Adalah to AG: Investigate police violations of rules of engagement leading to killing and injury of Palestinians

Investigations more important in light of statements by politicians and police officials praising actions by the police and calling on them to shoot and kill.

On 13 October 2015, Adalah sent an urgent letter to the Attorney General, Yehuda Weinstein, demanding that he immediately order an investigation into the killing and injury of Palestinians in violation of the rules of engagement by the Israeli police. Adalah further demanded that the AG order the police forces to immediately cease the use of firearms in violation of the law. Adalah's requests come in response to a highly publicized series of cases in which videos show how the police opened fire on Palestinians, pursuing “shoot-to-kill” actions in circumstances that appear not to have posed an imminent danger to them or to others.

 

Adalah Attorney Muna Haddad cited three cases in her letter to the AG, in which the police shot at Palestinians in violation of the rules of engagement.

 

  • On 4 October 2015, 19-year-old Fadi Alloun, suspected of stabbing an individual, was shot dead by police in Jerusalem. From the video, it appears that Mr. Alloun posed no life-threatening danger to bystanders or to the police when he was fatally shot. (See the video here, and Adalah’s press release about the police refusal to order an autopsy in this case)
  • On 9 October 2015, the police shot at 30-year-old Basaraa Abad, a mother of three from Nazareth, at the central bus station in Afula.
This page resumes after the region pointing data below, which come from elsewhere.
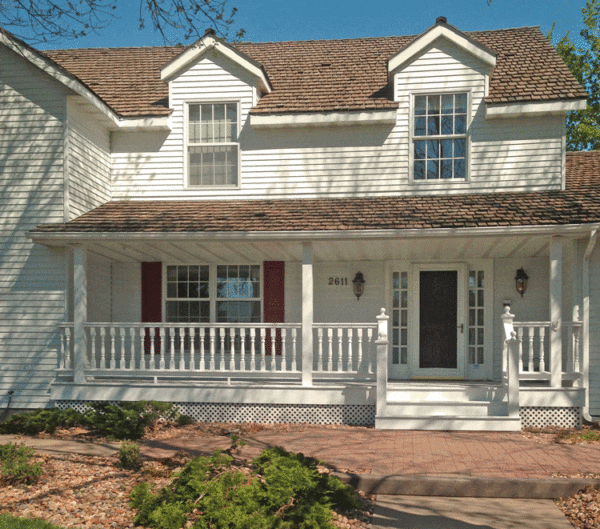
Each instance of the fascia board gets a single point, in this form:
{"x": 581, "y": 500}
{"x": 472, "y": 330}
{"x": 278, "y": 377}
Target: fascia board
{"x": 65, "y": 238}
{"x": 437, "y": 31}
{"x": 314, "y": 119}
{"x": 194, "y": 52}
{"x": 59, "y": 75}
{"x": 512, "y": 110}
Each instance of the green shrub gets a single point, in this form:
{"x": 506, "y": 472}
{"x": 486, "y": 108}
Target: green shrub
{"x": 129, "y": 456}
{"x": 280, "y": 491}
{"x": 11, "y": 522}
{"x": 41, "y": 421}
{"x": 15, "y": 467}
{"x": 126, "y": 420}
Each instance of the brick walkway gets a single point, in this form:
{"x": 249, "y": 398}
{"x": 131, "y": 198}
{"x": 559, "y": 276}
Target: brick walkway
{"x": 360, "y": 450}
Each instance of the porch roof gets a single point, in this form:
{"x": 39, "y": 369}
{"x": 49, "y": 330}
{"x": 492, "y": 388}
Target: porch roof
{"x": 579, "y": 203}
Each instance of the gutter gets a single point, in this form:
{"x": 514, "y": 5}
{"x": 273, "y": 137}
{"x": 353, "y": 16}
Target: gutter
{"x": 586, "y": 322}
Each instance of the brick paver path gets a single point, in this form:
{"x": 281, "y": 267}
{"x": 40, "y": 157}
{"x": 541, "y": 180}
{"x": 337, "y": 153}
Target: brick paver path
{"x": 362, "y": 450}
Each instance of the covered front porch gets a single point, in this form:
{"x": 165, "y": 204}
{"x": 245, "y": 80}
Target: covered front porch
{"x": 508, "y": 356}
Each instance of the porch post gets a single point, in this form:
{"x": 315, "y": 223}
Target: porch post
{"x": 555, "y": 342}
{"x": 79, "y": 313}
{"x": 307, "y": 313}
{"x": 382, "y": 360}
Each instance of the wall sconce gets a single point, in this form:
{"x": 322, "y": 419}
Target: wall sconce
{"x": 358, "y": 285}
{"x": 521, "y": 281}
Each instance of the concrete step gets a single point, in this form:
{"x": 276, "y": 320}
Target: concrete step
{"x": 450, "y": 422}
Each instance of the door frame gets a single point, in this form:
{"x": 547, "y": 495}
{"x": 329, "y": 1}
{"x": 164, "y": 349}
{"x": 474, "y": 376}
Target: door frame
{"x": 459, "y": 372}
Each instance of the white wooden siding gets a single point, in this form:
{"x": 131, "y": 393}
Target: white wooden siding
{"x": 509, "y": 155}
{"x": 88, "y": 151}
{"x": 32, "y": 277}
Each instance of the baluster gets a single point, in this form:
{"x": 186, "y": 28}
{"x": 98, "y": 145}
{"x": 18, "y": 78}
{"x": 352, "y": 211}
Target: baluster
{"x": 212, "y": 349}
{"x": 284, "y": 349}
{"x": 181, "y": 348}
{"x": 294, "y": 364}
{"x": 162, "y": 346}
{"x": 340, "y": 333}
{"x": 530, "y": 352}
{"x": 171, "y": 332}
{"x": 320, "y": 349}
{"x": 242, "y": 349}
{"x": 273, "y": 364}
{"x": 542, "y": 356}
{"x": 576, "y": 352}
{"x": 263, "y": 351}
{"x": 330, "y": 350}
{"x": 132, "y": 348}
{"x": 192, "y": 335}
{"x": 349, "y": 359}
{"x": 222, "y": 351}
{"x": 359, "y": 366}
{"x": 112, "y": 349}
{"x": 102, "y": 348}
{"x": 520, "y": 336}
{"x": 232, "y": 349}
{"x": 122, "y": 333}
{"x": 252, "y": 349}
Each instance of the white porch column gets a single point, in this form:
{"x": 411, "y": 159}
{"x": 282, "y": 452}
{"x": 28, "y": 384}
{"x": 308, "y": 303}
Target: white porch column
{"x": 555, "y": 342}
{"x": 307, "y": 313}
{"x": 79, "y": 312}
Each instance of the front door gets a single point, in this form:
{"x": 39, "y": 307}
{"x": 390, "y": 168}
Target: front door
{"x": 439, "y": 351}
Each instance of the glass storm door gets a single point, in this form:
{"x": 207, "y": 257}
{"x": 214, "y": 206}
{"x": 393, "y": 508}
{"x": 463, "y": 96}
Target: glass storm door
{"x": 440, "y": 329}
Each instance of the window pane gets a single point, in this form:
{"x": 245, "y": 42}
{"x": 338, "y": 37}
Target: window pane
{"x": 420, "y": 127}
{"x": 433, "y": 125}
{"x": 432, "y": 169}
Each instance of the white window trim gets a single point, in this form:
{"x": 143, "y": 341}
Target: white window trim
{"x": 212, "y": 288}
{"x": 186, "y": 132}
{"x": 441, "y": 182}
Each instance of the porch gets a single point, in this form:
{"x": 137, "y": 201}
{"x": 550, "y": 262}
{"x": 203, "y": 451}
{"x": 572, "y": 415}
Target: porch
{"x": 503, "y": 368}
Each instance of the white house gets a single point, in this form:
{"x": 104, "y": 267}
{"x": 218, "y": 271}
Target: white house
{"x": 381, "y": 230}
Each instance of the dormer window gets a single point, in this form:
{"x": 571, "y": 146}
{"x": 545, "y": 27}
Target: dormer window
{"x": 212, "y": 144}
{"x": 440, "y": 137}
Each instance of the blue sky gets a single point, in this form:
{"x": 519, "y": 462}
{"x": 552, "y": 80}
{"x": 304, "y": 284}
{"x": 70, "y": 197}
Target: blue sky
{"x": 274, "y": 20}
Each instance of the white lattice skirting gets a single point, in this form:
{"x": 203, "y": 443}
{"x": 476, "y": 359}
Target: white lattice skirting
{"x": 540, "y": 417}
{"x": 353, "y": 415}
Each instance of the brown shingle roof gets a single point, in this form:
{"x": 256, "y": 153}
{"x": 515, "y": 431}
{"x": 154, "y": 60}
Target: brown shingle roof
{"x": 578, "y": 204}
{"x": 324, "y": 75}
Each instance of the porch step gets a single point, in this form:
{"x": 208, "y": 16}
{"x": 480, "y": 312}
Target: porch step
{"x": 445, "y": 408}
{"x": 502, "y": 424}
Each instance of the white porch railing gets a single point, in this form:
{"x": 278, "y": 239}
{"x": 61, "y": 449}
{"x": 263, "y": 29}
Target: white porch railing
{"x": 534, "y": 350}
{"x": 345, "y": 349}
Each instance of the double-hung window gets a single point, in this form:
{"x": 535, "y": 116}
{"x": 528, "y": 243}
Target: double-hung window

The video indicates that the police, soldiers and security guards surrounded her upon suspicion that she was carrying a knife, and shot at her, causing extensive injuries, as she stood motionless in front of them. (See the video here)
  • On 12 October 2015, the police shot and seriously injured 15-year-old boy in Pisgat Zeev after he attacked two people with a knife. After the shooting, police and medical personnel left him bleeding on the road without providing any medical treatment, while many people stood around and cursed the boy and called on the police to shoot him. (See video)

Attorney Haddad argued in the letter that the video evidence in these cases indicate that the police acted in a manner contrary to the order that fatal fire should be used only, "as a last resort, and only in circumstances where there is a sensible relationship between the degree of danger arising from the use of weapons, and the outcome they are trying to prevent." Adalah argued that pursuant to police orders, lethal force will only be used by the police if, "there is a real fear of immediate harm to life or physical integrity of a police officer or to others, and there is no other way to prevent the harm."

 

Adalah further stressed regarding the recent statements of Israeli politicians and police officers concerning these events: "The above [request for an investigation] becomes even more important in light of the statements by politicians and police officials praising the actions by the police and calling on them to shoot and kill, in complete contravention of the rules of engagement set forth in detail above [in the letter]."